On est obligé d’acheter ce matériel pour apprendre et étudier à la fac, s’agace Imad El Ouargui. Le président de l’Union nationale des étudiants en chirurgie dentaire (UNECD) est d’autant plus remonté que ces frais, qu’il juge illégaux, sont très variables d’une université à l’autre. Seulement 20 € à Rouen mais 2 072 € à Nice. Ils s’élèvent à 190 € à Nantes, 881 € à Rennes.
Le matériel est en général réutilisé les années suivantes mais dans certaines facs, il faut tout de même remettre la main au portefeuille. 650 € en troisième année à Caen, 523 € à Rennes…
Les étudiants boursiers sont exonérés de ces dépenses à Brest, Marseille et Paris, mais ils doivent payer 1 126 € à Toulouse, 1 159 € à Reims, 1 589 € à Lille. C’est très ville dépendant, déplore Imad El Ouargui. Cela dépend du financement de l’UFR (unité de formation et de recherche) par l’université.
« Une situation déjà complexe »
Le sujet n’est pas nouveau – il est sur la table depuis plus de vingt ans, rapporte le président de l’UNECD –, mais il devient de plus en plus problématique avec la précarisation grandissante des étudiants.
Selon la dernière enquête de l’Observatoire national de la vie étudiante, 46 % d’entre eux sautent des repas pour des raisons économiques. Ces frais complémentaires viennent s’ajouter à une situation déjà complexe, abonde Imad El Ouargui.

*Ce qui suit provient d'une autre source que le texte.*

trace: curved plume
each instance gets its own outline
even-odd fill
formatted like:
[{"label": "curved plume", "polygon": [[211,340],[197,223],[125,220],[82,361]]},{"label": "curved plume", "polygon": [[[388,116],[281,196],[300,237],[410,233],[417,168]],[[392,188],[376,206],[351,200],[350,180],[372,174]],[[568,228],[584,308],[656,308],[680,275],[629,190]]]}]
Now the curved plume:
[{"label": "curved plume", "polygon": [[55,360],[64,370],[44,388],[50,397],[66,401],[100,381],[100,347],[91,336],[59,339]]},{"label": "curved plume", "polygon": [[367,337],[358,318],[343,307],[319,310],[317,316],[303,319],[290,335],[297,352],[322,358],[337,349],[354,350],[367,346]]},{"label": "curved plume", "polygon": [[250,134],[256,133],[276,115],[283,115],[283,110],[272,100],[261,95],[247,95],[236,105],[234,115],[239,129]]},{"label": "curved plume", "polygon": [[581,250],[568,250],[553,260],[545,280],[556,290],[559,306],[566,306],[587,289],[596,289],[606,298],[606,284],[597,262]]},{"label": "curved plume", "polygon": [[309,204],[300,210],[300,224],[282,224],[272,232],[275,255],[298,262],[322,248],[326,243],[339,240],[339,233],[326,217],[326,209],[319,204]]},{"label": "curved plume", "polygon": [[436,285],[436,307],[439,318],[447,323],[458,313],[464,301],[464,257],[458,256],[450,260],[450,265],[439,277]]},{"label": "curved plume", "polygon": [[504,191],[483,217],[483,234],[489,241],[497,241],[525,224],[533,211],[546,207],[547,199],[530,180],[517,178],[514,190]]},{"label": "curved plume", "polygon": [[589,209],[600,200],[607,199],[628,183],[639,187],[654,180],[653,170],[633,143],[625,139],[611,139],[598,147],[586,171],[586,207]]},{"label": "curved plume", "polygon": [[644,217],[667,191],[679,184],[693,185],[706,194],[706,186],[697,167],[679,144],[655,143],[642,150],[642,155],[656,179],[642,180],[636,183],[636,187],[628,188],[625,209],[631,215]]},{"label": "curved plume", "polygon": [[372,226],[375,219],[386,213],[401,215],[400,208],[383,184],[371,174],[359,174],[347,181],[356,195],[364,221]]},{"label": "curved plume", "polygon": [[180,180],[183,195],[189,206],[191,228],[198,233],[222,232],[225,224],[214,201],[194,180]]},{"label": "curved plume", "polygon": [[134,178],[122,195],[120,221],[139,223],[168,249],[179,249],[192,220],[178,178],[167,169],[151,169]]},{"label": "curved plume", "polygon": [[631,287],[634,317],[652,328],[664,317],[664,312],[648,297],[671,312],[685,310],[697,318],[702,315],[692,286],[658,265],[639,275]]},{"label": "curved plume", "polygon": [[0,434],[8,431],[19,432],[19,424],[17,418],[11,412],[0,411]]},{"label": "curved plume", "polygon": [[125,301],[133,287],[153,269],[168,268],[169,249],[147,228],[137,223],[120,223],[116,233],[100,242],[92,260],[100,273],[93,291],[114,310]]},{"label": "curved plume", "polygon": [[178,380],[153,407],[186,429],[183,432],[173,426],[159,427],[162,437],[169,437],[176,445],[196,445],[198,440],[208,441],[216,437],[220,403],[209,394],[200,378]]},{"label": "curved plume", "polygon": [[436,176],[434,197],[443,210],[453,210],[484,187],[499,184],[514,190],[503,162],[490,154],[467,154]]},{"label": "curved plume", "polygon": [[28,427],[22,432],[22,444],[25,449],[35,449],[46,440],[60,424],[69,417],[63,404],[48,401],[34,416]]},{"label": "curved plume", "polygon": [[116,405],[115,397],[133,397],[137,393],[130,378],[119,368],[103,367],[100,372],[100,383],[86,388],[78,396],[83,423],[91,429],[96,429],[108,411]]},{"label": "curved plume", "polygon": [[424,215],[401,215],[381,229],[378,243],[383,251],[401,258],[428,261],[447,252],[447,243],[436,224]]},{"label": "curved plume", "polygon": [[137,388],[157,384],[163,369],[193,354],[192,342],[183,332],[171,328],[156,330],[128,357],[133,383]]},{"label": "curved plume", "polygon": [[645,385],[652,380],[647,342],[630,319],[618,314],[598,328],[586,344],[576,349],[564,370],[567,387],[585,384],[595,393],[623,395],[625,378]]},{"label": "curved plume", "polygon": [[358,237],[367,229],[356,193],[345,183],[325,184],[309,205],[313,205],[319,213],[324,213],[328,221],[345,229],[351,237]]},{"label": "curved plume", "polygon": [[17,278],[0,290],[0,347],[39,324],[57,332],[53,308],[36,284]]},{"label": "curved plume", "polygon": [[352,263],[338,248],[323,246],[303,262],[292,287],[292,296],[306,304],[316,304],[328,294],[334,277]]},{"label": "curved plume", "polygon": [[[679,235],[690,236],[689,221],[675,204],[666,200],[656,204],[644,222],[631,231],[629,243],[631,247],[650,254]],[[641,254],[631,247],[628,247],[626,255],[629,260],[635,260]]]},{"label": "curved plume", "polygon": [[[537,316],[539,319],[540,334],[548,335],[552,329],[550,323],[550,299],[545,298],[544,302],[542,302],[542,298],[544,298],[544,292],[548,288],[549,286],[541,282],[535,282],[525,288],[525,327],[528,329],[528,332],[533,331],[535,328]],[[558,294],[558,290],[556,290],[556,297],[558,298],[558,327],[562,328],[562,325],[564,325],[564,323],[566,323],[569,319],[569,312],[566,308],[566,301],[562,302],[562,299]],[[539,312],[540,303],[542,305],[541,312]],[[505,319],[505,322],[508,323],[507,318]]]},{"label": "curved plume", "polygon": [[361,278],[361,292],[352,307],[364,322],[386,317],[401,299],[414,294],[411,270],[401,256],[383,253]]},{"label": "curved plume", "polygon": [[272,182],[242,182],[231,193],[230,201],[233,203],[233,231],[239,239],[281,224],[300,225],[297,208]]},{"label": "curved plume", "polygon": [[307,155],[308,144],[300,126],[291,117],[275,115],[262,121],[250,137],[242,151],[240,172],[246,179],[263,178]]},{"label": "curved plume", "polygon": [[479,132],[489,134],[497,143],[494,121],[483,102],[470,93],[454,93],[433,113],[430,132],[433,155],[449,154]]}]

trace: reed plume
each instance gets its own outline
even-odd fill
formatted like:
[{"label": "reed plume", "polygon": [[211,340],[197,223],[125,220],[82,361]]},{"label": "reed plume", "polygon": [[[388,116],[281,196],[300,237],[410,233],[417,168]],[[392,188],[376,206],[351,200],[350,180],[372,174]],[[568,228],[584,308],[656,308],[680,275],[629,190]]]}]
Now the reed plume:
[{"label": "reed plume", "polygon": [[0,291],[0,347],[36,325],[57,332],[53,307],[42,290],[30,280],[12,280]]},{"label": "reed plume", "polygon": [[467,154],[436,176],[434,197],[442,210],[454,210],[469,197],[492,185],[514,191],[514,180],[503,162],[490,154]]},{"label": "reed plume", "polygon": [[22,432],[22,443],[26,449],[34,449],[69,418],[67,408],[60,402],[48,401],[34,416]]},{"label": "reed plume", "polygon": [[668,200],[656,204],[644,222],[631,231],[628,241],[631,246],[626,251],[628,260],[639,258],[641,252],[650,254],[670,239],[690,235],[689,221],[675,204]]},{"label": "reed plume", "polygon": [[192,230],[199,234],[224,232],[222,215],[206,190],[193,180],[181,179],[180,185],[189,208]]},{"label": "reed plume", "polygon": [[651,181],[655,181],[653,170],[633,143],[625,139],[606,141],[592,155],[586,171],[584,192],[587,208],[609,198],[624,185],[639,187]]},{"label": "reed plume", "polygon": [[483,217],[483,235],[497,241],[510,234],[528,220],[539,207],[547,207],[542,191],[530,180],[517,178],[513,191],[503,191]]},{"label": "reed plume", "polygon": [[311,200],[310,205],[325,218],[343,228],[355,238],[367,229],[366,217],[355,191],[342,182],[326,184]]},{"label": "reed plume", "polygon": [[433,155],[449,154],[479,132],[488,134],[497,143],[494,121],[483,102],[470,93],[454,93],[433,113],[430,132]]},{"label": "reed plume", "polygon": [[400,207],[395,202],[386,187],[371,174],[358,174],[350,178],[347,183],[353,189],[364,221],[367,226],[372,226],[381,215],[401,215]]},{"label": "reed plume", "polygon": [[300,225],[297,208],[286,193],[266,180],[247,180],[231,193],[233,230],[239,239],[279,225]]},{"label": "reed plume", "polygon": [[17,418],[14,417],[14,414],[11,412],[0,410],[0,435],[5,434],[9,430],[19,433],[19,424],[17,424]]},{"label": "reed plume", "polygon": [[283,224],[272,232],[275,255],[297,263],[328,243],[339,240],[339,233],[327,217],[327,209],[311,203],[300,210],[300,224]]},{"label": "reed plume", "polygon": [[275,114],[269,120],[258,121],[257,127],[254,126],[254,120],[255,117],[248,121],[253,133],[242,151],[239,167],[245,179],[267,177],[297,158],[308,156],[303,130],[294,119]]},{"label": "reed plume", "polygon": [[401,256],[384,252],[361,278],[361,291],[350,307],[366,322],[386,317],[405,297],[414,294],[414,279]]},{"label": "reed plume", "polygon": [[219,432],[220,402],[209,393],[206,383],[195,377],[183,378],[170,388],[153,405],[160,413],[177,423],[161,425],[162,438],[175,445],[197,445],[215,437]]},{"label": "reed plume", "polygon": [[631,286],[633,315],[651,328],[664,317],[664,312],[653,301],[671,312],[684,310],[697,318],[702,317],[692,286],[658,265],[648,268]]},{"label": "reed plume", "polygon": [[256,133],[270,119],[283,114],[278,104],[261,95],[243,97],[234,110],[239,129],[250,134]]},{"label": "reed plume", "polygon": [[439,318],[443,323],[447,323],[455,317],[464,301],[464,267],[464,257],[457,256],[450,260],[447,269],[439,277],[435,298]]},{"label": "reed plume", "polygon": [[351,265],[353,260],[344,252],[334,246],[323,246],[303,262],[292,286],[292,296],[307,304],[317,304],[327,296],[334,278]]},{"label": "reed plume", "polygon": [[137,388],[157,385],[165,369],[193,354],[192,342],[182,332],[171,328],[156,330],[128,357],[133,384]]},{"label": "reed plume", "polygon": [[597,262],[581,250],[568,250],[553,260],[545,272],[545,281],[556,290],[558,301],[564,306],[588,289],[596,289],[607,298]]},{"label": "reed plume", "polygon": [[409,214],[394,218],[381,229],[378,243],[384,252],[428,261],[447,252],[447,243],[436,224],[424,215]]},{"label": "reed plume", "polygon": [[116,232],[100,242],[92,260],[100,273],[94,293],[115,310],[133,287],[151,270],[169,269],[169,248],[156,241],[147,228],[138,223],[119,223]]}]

Lui-même est en sixième année, à Bordeaux. Plus beaucoup de cours au programme, surtout des stages en cette fin d’études. Et encore des dépenses à prévoir, cette fois pour des capteurs pour faire des radios. On s’est battus en disant que ce n’était pas normal de devoir acheter du matériel pour soigner les patients. On a finalement été entendus.
Ces frais ont été pris en charge. Une initiative locale. Les étudiants en chirurgie dentaire réclament que la même politique de gratuité soit appliquée partout en France et pour tout type de matériel.